(Reuters) – Under Armour Inc shareholders may pursue a lawsuit accusing the sports apparel company of concealing how it pulled sales forward from future quarters to meet Wall Street revenue forecasts, the subject of a recent regulatory settlement, a federal judge ruled on Tuesday.
U.S. District Judge Richard Bennett in Baltimore said the shareholders’ securities fraud claims were “plausible,” after taking into account Under Armour’s $9 million civil settlement on May 3 with the Securities and Exchange Commission.
The SEC had found that the Baltimore-based company misled investors by not disclosing that significant portions of its revenue and revenue growth resulted from its having accelerated sales orders over six quarters in 2015 and 2016.
It said Under Armour “pulled forward” about $408 million of orders, a practice that raised “significant uncertainty” it could meet its future revenue guidance.
Bennett had dismissed the proposed shareholder class action in August 2019, before the SEC probe became known.
But he said the SEC settlement “lends support” to the shareholders’ claims, citing allegations that Under Armour and top officials including then-Chief Executive Kevin Plank knew the sales practice could be misleading.

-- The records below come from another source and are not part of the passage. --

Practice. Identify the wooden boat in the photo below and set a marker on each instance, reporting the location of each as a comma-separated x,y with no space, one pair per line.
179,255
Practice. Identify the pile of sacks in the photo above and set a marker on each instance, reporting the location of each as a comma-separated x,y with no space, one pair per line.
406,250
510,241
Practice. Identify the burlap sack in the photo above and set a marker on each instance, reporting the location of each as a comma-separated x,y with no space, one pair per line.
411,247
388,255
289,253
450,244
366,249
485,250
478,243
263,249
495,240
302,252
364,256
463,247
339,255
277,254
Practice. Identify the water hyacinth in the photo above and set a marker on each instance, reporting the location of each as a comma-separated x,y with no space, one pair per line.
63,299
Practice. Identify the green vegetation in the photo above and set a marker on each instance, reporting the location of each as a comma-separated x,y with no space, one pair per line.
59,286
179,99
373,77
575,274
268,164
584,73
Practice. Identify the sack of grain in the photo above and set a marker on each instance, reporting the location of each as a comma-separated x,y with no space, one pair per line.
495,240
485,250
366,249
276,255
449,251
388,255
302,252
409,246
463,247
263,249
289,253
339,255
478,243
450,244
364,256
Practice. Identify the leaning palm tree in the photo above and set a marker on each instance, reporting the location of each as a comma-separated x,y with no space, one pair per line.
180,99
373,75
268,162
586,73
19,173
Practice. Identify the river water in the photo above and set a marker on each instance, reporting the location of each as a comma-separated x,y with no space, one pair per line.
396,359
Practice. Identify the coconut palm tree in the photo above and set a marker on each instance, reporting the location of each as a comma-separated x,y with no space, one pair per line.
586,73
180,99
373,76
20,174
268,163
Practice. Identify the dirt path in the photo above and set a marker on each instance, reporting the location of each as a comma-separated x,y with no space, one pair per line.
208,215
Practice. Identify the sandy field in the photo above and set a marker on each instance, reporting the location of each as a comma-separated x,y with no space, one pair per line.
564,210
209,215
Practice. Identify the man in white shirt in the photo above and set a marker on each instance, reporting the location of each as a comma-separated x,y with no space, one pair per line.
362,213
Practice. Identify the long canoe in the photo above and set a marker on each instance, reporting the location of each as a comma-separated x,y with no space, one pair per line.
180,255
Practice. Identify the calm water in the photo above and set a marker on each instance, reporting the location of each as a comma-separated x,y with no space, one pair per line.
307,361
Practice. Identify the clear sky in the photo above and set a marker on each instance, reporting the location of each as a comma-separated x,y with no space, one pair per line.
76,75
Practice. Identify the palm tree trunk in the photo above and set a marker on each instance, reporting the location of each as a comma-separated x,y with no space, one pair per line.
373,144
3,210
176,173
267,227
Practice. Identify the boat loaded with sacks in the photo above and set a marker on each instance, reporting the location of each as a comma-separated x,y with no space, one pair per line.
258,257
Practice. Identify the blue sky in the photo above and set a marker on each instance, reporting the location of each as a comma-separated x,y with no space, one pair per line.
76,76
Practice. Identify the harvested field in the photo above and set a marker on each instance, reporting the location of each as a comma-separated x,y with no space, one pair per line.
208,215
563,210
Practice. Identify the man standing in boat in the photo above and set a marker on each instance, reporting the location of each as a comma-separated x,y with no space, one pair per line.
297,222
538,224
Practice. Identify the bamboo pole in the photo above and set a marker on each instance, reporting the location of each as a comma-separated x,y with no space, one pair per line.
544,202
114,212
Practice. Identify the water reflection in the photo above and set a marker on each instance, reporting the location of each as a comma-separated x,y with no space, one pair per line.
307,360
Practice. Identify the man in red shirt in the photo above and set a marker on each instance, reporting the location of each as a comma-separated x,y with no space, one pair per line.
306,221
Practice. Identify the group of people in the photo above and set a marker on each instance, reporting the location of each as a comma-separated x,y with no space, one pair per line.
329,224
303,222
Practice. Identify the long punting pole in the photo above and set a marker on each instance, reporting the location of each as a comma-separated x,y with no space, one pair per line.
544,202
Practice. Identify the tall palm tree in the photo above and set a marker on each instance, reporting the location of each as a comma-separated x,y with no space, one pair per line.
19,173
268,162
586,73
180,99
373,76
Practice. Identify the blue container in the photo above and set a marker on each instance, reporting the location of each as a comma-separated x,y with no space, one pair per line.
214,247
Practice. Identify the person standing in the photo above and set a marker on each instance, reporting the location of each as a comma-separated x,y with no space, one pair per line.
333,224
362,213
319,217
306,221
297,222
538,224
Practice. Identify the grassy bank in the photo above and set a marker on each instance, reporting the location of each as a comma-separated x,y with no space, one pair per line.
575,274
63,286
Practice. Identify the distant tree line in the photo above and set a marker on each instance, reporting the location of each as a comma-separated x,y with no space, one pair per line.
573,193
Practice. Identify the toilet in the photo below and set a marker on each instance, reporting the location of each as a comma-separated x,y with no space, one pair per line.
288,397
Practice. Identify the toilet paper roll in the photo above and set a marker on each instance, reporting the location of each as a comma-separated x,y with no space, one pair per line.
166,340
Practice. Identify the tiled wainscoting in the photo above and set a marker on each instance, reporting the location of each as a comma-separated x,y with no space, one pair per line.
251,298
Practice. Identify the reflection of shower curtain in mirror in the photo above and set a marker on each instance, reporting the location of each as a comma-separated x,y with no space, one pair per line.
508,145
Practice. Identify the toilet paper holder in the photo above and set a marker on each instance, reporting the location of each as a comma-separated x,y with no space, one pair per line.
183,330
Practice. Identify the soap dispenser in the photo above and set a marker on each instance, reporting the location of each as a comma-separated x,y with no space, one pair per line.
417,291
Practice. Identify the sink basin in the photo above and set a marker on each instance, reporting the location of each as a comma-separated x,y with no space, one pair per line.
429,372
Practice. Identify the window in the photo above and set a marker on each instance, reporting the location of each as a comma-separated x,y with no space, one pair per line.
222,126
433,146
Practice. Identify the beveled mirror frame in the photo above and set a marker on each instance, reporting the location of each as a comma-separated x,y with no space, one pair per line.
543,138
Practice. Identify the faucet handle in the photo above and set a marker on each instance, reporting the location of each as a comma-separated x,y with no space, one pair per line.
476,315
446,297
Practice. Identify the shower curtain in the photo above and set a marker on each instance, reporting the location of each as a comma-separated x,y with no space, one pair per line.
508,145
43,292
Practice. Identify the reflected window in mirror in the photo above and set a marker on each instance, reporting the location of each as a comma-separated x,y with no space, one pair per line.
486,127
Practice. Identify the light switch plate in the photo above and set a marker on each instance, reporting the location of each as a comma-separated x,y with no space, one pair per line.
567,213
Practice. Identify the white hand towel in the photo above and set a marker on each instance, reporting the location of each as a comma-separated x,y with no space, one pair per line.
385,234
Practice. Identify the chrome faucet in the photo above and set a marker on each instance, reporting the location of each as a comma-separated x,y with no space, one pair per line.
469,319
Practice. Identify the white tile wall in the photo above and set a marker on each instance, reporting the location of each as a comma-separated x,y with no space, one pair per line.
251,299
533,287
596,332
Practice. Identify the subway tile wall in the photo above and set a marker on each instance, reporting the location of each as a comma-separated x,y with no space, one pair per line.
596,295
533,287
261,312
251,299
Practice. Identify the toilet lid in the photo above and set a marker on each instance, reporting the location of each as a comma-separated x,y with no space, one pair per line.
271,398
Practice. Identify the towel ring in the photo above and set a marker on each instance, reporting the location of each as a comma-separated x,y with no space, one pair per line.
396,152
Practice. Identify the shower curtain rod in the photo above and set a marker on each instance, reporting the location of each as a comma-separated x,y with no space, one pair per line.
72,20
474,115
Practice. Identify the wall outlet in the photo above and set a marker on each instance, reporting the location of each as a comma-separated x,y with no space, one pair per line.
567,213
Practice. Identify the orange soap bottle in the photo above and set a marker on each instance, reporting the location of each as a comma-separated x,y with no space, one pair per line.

James Wareham and Jon Talotta, who are lawyers for Under Armour and Plank respectively, declined to comment.
Plank, who founded Under Armour in 1996, is now executive chairman.
Lawyers for the lead plaintiff, the Aberdeen City Council as Administrating Authority for the North East Scotland Pension Fund, did not immediately respond to requests for comment.
Under Armour did not admit or deny wrongdoing in settling with the SEC. Plank was not charged, and Under Armour said SEC staff confirmed it did not intend to recommend charges.
The case is In re Under Armour Securities Litigation, U.S. District Court, District of Maryland, No. 17-00388.